Tak bisa dinafikan, manajemen talenta bisa berjalan baik di Adira karena didukung beberapa perangkat lain, seperti ketersediaan sistem penilaian, sistim imbalan dan pelatihan. Sebagai contoh, ketika seorang pemimpin menunjuk kader-kader calon pengganti yang masuk best rank, hal itu tak bisa dilakukan sembarangan atau subjektif. Mengapa? Karena, semua berbasis data sistem penilaian (performance appraisal) sehingga semua bisa dicek ulang. Tiap karyawan punya nilai kinerja dengan rentang 1-6. “Kalau tiba-tiba pemimpin itu menunjuk anak buahnya yang nilainya hanya 2, bukan 5 atau 4, hal itu akan dipertanyakan. Minimal harus nilai 4,” Swandajani merinci. Sistem penilaian ini dari tahun ke tahun terus disempurnakan.
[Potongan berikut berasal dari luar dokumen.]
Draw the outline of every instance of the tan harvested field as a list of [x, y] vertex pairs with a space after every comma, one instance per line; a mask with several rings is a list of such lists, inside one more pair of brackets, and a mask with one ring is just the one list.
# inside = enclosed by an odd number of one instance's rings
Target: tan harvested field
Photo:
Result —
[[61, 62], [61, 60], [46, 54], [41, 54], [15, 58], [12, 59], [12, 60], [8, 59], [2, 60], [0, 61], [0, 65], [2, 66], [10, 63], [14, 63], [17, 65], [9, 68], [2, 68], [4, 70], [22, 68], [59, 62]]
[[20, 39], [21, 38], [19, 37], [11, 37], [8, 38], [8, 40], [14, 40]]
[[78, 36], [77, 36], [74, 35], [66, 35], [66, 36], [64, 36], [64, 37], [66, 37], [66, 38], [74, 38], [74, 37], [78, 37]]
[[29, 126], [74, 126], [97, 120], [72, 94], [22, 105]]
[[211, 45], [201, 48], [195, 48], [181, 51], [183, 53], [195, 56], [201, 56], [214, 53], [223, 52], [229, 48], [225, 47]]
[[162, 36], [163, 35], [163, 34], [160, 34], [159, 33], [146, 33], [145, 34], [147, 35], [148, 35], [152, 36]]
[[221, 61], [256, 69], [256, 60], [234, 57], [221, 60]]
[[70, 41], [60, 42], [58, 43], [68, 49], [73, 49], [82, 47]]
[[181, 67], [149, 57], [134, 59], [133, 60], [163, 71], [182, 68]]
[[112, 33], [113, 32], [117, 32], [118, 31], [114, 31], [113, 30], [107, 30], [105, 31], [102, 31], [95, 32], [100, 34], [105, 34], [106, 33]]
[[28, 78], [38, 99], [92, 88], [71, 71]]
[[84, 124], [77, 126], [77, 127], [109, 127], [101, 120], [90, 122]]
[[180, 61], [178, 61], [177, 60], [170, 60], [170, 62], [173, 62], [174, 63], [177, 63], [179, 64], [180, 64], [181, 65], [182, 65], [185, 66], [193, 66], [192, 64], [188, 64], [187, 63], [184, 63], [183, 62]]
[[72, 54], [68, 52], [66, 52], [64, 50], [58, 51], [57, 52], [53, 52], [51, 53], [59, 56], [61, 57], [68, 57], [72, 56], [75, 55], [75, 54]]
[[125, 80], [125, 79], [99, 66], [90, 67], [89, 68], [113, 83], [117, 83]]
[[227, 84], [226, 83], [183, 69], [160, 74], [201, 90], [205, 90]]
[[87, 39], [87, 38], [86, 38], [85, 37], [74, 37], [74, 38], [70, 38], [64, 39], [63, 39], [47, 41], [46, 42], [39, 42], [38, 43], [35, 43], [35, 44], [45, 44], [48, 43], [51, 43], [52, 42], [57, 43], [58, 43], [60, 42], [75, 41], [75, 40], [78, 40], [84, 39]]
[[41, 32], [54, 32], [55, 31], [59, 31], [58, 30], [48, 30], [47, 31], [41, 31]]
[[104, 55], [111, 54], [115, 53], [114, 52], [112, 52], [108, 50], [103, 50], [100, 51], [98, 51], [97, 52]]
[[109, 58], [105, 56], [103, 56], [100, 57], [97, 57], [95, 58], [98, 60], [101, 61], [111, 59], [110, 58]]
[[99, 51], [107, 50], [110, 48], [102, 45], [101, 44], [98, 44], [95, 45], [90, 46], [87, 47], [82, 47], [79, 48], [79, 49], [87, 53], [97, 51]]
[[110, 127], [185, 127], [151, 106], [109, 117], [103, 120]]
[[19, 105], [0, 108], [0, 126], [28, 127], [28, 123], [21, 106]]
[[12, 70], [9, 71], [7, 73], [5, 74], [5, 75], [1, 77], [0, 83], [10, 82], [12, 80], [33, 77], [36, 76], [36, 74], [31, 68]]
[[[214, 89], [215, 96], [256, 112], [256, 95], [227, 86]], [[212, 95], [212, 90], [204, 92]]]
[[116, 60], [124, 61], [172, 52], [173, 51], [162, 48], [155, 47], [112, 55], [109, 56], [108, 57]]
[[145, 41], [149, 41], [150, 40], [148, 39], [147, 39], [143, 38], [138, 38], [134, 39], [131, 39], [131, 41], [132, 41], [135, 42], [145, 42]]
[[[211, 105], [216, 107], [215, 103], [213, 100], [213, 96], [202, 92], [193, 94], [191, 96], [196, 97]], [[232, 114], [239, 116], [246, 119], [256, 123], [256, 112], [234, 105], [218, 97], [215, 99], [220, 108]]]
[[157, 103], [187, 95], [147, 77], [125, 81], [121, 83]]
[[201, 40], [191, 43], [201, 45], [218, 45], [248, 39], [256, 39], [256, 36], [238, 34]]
Awalnya perangkat penilaian masih sederhana dan masih ada unsur subjektivitas, tetapi dari tahun ke tahun perangkat ini terus dilengkapi, termasuk dengan disusunnya indikator kunci (key performance indicator/KPI) untuk setiap jabatan.

Menariknya, selain berbasis pada hasil performance appraisal sesuai dengan KPI masing-masing, menjaga objektivitas pemilihan karyawan best rank juga dilakukan melalui mekanisme talent review. Cara melakukannya ada dua. Pertama, melalui proses di assessment center. “Jadi, potensi orang itu apa, dites dulu,” ujar Swandajani. Cara kedua, melalui komite.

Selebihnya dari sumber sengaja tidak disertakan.